- Directed by: Reginald LeBorg Ernst Matray
- Produced by: Walter Lowendahl Rudolph Polk
- Starring: José Iturbi Emanuel Feuermann Mildred Dilling
- Cinematography: Paul Ivano Harry Jackson Walter Lundin Jackson Rose
- Edited by: Tom Biggart Harvey Pergament Richard G. Wray
- Distributed by: Crystal Films (US) Monarch Film Corporation (UK)
- Release date: 1944;
- Running time: 62 minutes
- Country: United States
- Language: English

= Adventure in Music =

1944 film by Reginald LeBorg

Adventure in Music is a 1944 American concert film directed by Reginald LeBorg and Ernst Matray.

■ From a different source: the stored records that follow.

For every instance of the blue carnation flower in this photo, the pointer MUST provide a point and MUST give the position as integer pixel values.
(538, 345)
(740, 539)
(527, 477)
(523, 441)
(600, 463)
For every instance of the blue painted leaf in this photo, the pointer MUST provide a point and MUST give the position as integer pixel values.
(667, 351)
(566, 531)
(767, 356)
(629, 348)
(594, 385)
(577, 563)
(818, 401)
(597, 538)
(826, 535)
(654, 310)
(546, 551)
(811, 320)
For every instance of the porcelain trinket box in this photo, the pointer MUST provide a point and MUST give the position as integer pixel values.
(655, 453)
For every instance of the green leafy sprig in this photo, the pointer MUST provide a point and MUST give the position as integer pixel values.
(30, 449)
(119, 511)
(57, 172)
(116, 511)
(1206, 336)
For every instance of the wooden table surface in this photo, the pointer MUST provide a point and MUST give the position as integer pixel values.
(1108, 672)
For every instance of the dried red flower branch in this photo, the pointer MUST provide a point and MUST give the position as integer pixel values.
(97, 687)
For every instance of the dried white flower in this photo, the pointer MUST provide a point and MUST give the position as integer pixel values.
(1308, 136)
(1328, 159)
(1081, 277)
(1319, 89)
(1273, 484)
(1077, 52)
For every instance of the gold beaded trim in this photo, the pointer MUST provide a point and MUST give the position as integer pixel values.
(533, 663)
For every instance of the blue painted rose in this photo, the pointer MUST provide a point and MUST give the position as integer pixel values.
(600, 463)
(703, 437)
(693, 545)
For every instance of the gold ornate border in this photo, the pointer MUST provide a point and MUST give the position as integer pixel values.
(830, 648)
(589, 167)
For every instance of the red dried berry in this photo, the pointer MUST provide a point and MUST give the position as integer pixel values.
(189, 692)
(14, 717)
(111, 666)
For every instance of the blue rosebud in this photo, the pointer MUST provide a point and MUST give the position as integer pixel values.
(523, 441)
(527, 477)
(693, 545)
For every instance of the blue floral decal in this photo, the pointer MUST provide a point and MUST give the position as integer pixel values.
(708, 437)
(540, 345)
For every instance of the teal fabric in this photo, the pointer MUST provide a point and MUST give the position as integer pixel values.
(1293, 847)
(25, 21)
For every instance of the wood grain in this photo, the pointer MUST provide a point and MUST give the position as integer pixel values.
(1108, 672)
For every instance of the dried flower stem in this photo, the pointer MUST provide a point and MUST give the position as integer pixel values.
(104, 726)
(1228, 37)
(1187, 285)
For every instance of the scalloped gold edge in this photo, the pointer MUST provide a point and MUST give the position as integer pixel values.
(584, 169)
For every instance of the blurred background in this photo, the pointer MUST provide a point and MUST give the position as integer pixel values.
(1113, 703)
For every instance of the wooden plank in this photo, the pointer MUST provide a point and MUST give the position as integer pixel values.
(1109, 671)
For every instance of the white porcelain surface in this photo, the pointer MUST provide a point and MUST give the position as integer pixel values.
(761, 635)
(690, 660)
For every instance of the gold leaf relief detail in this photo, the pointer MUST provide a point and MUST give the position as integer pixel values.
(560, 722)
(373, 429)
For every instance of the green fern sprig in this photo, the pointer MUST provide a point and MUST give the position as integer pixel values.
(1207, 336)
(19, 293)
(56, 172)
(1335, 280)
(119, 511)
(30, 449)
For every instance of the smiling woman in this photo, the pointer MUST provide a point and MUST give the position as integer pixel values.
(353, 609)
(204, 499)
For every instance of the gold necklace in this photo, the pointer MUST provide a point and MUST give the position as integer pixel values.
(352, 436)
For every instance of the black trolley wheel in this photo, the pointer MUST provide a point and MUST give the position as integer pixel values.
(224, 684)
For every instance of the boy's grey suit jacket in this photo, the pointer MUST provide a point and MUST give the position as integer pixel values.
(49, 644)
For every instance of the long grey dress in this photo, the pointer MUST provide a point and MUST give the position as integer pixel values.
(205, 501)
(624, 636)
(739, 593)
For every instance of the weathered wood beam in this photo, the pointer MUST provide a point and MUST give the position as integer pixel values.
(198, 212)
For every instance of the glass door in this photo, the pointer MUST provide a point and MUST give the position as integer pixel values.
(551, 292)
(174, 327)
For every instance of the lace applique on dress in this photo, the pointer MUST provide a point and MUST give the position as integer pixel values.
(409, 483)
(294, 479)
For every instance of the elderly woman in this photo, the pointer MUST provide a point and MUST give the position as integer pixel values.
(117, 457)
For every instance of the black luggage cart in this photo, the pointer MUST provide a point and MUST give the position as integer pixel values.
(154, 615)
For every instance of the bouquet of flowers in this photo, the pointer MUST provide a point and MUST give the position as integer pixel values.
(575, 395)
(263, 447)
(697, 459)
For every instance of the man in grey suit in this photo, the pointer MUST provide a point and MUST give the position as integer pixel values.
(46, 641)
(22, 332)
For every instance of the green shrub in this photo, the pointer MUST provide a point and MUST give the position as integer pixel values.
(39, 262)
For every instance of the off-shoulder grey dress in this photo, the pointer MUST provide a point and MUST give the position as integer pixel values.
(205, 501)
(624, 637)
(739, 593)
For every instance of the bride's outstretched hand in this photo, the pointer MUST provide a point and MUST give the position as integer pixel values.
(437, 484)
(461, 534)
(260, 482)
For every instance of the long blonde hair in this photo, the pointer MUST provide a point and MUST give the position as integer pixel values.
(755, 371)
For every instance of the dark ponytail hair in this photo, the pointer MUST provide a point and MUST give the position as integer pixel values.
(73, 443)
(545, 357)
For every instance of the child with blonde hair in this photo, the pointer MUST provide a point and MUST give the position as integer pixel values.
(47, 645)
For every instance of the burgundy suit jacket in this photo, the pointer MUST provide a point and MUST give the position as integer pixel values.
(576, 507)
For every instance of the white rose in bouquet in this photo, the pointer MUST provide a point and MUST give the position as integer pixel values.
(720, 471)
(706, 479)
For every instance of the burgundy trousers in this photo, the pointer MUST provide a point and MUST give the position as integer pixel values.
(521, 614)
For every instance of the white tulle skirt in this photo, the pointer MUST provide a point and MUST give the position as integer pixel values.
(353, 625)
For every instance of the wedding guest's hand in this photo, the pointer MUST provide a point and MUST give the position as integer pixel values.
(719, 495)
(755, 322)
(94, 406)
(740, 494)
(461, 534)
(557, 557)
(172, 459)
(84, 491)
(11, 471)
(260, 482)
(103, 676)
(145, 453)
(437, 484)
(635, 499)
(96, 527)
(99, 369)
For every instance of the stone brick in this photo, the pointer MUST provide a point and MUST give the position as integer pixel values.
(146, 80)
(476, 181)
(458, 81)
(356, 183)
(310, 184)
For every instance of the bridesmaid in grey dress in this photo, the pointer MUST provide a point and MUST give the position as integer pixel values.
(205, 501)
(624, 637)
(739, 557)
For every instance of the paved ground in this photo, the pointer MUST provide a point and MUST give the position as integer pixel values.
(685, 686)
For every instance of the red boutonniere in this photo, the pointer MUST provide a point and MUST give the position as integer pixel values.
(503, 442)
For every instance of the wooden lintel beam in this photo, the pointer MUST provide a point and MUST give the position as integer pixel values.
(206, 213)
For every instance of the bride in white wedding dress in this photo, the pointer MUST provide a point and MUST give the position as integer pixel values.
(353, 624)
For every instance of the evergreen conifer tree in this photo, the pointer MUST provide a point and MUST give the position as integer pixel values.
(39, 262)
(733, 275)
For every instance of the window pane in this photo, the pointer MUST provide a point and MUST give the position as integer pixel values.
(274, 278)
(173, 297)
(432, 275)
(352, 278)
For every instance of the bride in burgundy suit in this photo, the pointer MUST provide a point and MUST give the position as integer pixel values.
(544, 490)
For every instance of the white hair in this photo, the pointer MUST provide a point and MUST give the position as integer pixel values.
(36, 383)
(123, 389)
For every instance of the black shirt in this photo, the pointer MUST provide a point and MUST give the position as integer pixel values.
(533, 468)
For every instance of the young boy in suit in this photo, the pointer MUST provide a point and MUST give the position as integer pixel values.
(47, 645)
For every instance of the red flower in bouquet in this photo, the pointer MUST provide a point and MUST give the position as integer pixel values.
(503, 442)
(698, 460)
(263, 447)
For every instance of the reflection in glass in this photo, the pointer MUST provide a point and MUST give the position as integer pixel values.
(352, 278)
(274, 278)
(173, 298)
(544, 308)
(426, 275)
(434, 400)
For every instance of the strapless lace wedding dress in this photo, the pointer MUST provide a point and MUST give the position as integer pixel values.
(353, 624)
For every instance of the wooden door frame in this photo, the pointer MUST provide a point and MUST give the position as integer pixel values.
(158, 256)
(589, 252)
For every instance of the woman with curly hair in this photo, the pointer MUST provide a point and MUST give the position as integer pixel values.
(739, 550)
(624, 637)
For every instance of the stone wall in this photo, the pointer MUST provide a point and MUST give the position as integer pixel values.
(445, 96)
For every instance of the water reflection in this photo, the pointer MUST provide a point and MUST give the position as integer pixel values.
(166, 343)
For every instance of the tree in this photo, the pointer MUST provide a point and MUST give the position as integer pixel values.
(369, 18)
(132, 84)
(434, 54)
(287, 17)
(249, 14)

It stars José Iturbi, Emanuel Feuermann, and Mildred Dilling.

The film was advertised as the "first concert in film" and featured compositions by several classical artists, including Alexander Borodin, Antonín Dvořák, Frédéric Chopin, Ludwig van Beethoven, Franz Liszt, and Nikolai Rimsky-Korsakov. The film also featured works by contemporary composers. There are ten compositions in total.

==Reception==
Showmen's Trade Review wrote that there is no plot, but rather "a collection of musical pieces played as in a concert and caught on celluloid." The review also noted that "only those who are concert devotees will go to see this." Meanwhile, The New York Times wrote that the film "has the static quality of a family album".

Director Reginald LeBorg, in his own retrospective appraisal, dismissed the film as unworthy of serious analysis. Film critic Wheeler Winston Dixon reports that "the film opened in New York to dismissive reviews, and swiftly sank from sight."